Improving hydrogen refuelling stations for heavy-duty transport to cut carbon dioxide emissions
Road transport accounts for a fifth of carbon dioxide emissions within the EU. Non-fossil fuels like hydrogen need to be applied to sectors such as heavy-duty transport in order to reach the EU’s goal to be climate neutral by 2050.
The EMPIR projects MetroHyVe and MetroHyVe 2 worked on providing the metrological framework needed to establish hydrogen fuel cells for road transport. However, most approaches focused on applying this novel technology to light-duty vehicles. By 2030, 60,000 hydrogen powered trucks will be in service, creating a need for sufficient heavy-duty hydrogen refuelling stations in Europe. Sampling systems need to be developed and standardised that are functional for heavy-duty applications.
This project will work on developing the needed metrological framework for heavy-duty hydrogen fuel applications.
Three reference methods for interfacing nozzle geometries will be developed to have sampling systems for different physical conditions including gaseous and particulate phase. These will be compared to already established applications for light-duty hydrogen fuelling systems.

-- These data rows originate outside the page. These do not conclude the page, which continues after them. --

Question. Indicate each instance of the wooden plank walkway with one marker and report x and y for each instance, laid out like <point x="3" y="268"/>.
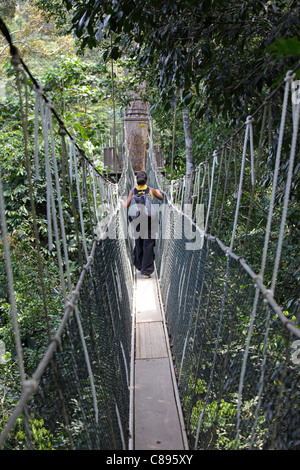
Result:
<point x="158" y="422"/>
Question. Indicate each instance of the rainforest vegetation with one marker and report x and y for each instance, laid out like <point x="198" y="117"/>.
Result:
<point x="212" y="62"/>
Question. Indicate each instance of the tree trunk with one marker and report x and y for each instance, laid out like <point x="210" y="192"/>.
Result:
<point x="136" y="130"/>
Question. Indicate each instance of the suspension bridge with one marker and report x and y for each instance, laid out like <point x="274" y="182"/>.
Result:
<point x="200" y="356"/>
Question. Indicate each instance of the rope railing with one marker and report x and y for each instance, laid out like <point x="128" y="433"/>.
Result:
<point x="236" y="365"/>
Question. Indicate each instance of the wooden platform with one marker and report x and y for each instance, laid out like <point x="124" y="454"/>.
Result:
<point x="158" y="422"/>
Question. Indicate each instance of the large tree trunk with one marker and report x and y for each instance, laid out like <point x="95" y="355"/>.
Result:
<point x="136" y="131"/>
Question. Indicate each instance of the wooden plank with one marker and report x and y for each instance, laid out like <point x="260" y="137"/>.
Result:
<point x="150" y="340"/>
<point x="147" y="303"/>
<point x="157" y="424"/>
<point x="158" y="421"/>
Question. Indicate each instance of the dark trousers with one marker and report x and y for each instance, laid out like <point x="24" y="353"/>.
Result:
<point x="144" y="252"/>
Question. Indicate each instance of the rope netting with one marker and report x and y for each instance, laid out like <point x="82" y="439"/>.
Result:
<point x="75" y="394"/>
<point x="224" y="235"/>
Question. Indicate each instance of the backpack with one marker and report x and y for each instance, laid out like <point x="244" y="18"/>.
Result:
<point x="140" y="203"/>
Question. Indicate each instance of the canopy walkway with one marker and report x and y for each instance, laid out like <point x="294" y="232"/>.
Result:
<point x="201" y="356"/>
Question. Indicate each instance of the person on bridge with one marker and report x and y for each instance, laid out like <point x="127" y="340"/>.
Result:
<point x="143" y="225"/>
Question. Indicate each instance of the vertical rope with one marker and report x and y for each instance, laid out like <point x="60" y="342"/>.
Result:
<point x="239" y="195"/>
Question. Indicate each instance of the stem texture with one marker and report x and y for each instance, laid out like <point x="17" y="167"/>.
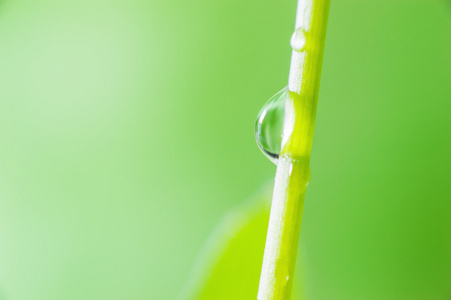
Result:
<point x="293" y="171"/>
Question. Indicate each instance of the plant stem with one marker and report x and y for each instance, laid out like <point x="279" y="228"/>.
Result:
<point x="293" y="171"/>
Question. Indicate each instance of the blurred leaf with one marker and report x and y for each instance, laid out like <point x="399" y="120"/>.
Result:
<point x="229" y="266"/>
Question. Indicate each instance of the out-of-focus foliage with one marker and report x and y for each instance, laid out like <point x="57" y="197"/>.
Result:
<point x="229" y="266"/>
<point x="126" y="132"/>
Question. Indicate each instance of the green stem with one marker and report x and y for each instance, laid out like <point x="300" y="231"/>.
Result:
<point x="293" y="171"/>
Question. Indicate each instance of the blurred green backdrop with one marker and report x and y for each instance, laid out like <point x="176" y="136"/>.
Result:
<point x="126" y="131"/>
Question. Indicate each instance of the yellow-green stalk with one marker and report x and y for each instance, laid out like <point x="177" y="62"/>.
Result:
<point x="293" y="171"/>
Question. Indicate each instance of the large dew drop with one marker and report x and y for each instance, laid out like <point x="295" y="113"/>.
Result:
<point x="269" y="125"/>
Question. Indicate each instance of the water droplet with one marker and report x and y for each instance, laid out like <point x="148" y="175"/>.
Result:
<point x="298" y="40"/>
<point x="269" y="125"/>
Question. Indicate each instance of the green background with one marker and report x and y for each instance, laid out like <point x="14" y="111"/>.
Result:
<point x="126" y="132"/>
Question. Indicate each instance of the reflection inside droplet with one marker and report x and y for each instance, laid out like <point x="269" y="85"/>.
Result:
<point x="269" y="125"/>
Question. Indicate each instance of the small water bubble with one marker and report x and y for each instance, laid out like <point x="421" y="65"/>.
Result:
<point x="298" y="40"/>
<point x="269" y="125"/>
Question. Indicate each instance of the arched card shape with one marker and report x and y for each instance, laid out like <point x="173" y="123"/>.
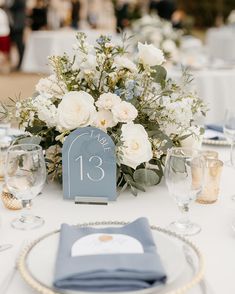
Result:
<point x="89" y="164"/>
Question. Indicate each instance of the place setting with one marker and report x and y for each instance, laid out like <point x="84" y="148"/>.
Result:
<point x="116" y="147"/>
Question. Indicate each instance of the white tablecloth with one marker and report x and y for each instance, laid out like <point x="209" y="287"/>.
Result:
<point x="216" y="87"/>
<point x="43" y="44"/>
<point x="216" y="240"/>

Standardised procedures for validating sampling systems will be established as well as guidelines for sampling representativeness. These include deciding on minimum sampling size and developing methods to determine the uncertainty of sampling, with a target uncertainty of 10 % or lower. Methodologies for the validation of sampling systems will be prepared and the protocol will be shared to ensure it is accessible for European industries.
These advances will help in reducing emissions due to transport, and aid the goals of the European green deal.